Later, he obtained a grant from Novartis to employ a full-time radiation biologist and in collaboration with Dr Bill Millar of Glasgow University, working from Stirling Royal, he researched into tissue plasminogen activators (tPAs) and published work in the journal Thrombosis Research, which then contributed to the life-saving thrombolysin emergency (‘clot bursting’) therapies now available.

Necessary for their research was colostrum collected from calving cows on neighbouring farms around Stirling.

John was also a Fellow of the Royal Society of Medicine, and as President of the Scottish Society of Physicians in 1997- 98 and for many years was an Examiner in the MRCP examination. He had a busy private practice based in King’s Park Hospital, Stirling, and also acted as Chief Medical Officer with Scottish Amicable Assurance and Prudential Assurance.

Always cheery and busy and with a large circle of friends, John had a great zest for knowledge and for life. He read voraciously books of all kinds as well as scientific and medical journals. Even in retirement he still subscribed to The Lancet, the New England Journal of Medicine, Nature, and Drug Discovery.

He was a polymath with an amazing range of knowledge and interests. He travelled widely, visiting exotic, remote and sometimes dangerous destinations not generally recommended for travel, including Uzbekistan, Isfahan in Iran, and Israel around the time of the Yom Kippur War. He brought back with him impressive paintings and tribal rugs in his children’s luggage.

He bought a 20-acre field adjoining his house in Kippen and here he and Maggie, who was the original enthusiast, gradually established an Arboretum, with trees they planted as saplings from such distant lands as New Zealand and Norfolk Island.
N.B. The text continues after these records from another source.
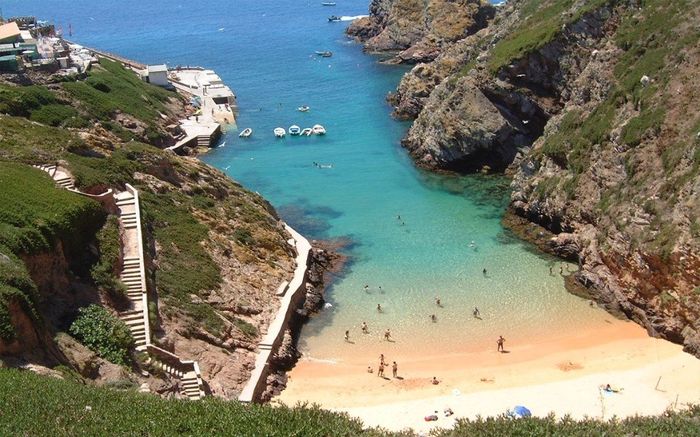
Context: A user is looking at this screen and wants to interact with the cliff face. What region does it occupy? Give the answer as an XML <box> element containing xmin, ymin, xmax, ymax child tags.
<box><xmin>378</xmin><ymin>0</ymin><xmax>700</xmax><ymax>356</ymax></box>
<box><xmin>0</xmin><ymin>61</ymin><xmax>295</xmax><ymax>397</ymax></box>
<box><xmin>347</xmin><ymin>0</ymin><xmax>494</xmax><ymax>63</ymax></box>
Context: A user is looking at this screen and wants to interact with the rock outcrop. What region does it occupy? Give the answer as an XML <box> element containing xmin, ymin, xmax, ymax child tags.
<box><xmin>375</xmin><ymin>0</ymin><xmax>700</xmax><ymax>356</ymax></box>
<box><xmin>347</xmin><ymin>0</ymin><xmax>494</xmax><ymax>63</ymax></box>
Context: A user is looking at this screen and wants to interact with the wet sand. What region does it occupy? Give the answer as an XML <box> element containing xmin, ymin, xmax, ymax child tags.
<box><xmin>275</xmin><ymin>317</ymin><xmax>700</xmax><ymax>430</ymax></box>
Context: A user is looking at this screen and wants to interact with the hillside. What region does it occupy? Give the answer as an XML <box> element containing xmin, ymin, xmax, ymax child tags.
<box><xmin>0</xmin><ymin>369</ymin><xmax>700</xmax><ymax>437</ymax></box>
<box><xmin>0</xmin><ymin>59</ymin><xmax>295</xmax><ymax>397</ymax></box>
<box><xmin>370</xmin><ymin>0</ymin><xmax>700</xmax><ymax>356</ymax></box>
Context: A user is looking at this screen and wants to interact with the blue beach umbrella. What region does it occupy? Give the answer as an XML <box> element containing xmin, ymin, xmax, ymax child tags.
<box><xmin>509</xmin><ymin>405</ymin><xmax>532</xmax><ymax>418</ymax></box>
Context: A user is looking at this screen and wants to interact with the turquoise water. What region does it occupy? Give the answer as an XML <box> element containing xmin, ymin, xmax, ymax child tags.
<box><xmin>3</xmin><ymin>0</ymin><xmax>600</xmax><ymax>360</ymax></box>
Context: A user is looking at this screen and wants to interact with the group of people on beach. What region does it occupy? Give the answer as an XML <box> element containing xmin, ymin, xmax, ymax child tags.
<box><xmin>367</xmin><ymin>354</ymin><xmax>399</xmax><ymax>378</ymax></box>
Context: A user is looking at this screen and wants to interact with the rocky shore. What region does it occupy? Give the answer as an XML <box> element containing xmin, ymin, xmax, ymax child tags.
<box><xmin>348</xmin><ymin>0</ymin><xmax>700</xmax><ymax>357</ymax></box>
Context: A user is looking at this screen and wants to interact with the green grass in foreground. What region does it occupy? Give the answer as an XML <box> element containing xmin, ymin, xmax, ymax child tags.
<box><xmin>0</xmin><ymin>369</ymin><xmax>700</xmax><ymax>437</ymax></box>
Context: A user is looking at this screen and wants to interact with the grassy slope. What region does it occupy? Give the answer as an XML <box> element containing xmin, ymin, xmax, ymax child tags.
<box><xmin>0</xmin><ymin>161</ymin><xmax>104</xmax><ymax>340</ymax></box>
<box><xmin>0</xmin><ymin>370</ymin><xmax>700</xmax><ymax>437</ymax></box>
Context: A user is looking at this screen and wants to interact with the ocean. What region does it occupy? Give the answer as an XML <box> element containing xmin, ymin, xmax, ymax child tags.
<box><xmin>8</xmin><ymin>0</ymin><xmax>606</xmax><ymax>362</ymax></box>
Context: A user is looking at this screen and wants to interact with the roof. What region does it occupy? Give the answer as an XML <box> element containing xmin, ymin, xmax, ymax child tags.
<box><xmin>0</xmin><ymin>21</ymin><xmax>20</xmax><ymax>41</ymax></box>
<box><xmin>148</xmin><ymin>64</ymin><xmax>168</xmax><ymax>73</ymax></box>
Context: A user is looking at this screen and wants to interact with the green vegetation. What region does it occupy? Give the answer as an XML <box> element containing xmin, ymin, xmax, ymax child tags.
<box><xmin>70</xmin><ymin>305</ymin><xmax>134</xmax><ymax>365</ymax></box>
<box><xmin>0</xmin><ymin>162</ymin><xmax>104</xmax><ymax>253</ymax></box>
<box><xmin>489</xmin><ymin>0</ymin><xmax>611</xmax><ymax>74</ymax></box>
<box><xmin>0</xmin><ymin>369</ymin><xmax>700</xmax><ymax>437</ymax></box>
<box><xmin>90</xmin><ymin>216</ymin><xmax>126</xmax><ymax>295</ymax></box>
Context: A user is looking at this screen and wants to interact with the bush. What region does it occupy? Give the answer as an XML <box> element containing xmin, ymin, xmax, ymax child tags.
<box><xmin>69</xmin><ymin>305</ymin><xmax>134</xmax><ymax>365</ymax></box>
<box><xmin>90</xmin><ymin>216</ymin><xmax>126</xmax><ymax>295</ymax></box>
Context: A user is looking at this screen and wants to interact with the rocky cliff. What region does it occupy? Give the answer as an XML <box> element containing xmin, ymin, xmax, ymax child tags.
<box><xmin>0</xmin><ymin>60</ymin><xmax>314</xmax><ymax>397</ymax></box>
<box><xmin>366</xmin><ymin>0</ymin><xmax>700</xmax><ymax>356</ymax></box>
<box><xmin>347</xmin><ymin>0</ymin><xmax>494</xmax><ymax>63</ymax></box>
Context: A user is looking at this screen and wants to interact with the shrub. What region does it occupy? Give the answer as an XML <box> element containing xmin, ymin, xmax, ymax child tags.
<box><xmin>69</xmin><ymin>305</ymin><xmax>134</xmax><ymax>365</ymax></box>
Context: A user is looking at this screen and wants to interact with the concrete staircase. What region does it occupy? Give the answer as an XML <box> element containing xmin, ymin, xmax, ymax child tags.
<box><xmin>34</xmin><ymin>164</ymin><xmax>75</xmax><ymax>191</ymax></box>
<box><xmin>34</xmin><ymin>165</ymin><xmax>205</xmax><ymax>400</ymax></box>
<box><xmin>146</xmin><ymin>344</ymin><xmax>205</xmax><ymax>400</ymax></box>
<box><xmin>114</xmin><ymin>188</ymin><xmax>150</xmax><ymax>350</ymax></box>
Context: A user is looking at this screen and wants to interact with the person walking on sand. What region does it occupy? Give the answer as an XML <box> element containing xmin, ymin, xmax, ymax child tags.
<box><xmin>496</xmin><ymin>335</ymin><xmax>506</xmax><ymax>352</ymax></box>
The Arboretum has featured on TV’s Beechgrove Gardens and has been part of the Scotland’s Garden Scheme.

He was also an Elder in the village Kirk and had many a post-service debate with the delightful lady minister who remembers “being kept on her toes.“ Most of all he enjoyed being with his children and their families.

At his twice-weekly open-house coffee mornings he would catch up on local chatter and, invariably, end up in debate on the troublesome issues of the day.

His death is a great loss to all who knew him. To John, who wondered about everything, death was an adventure into the unknown.

He is survived and will be sorely missed by each of his four children and their families – Fiona and Michael, Tommy and Caroline, Katie and Richard, Johnny and Kirsty and by each of his nine grandchildren.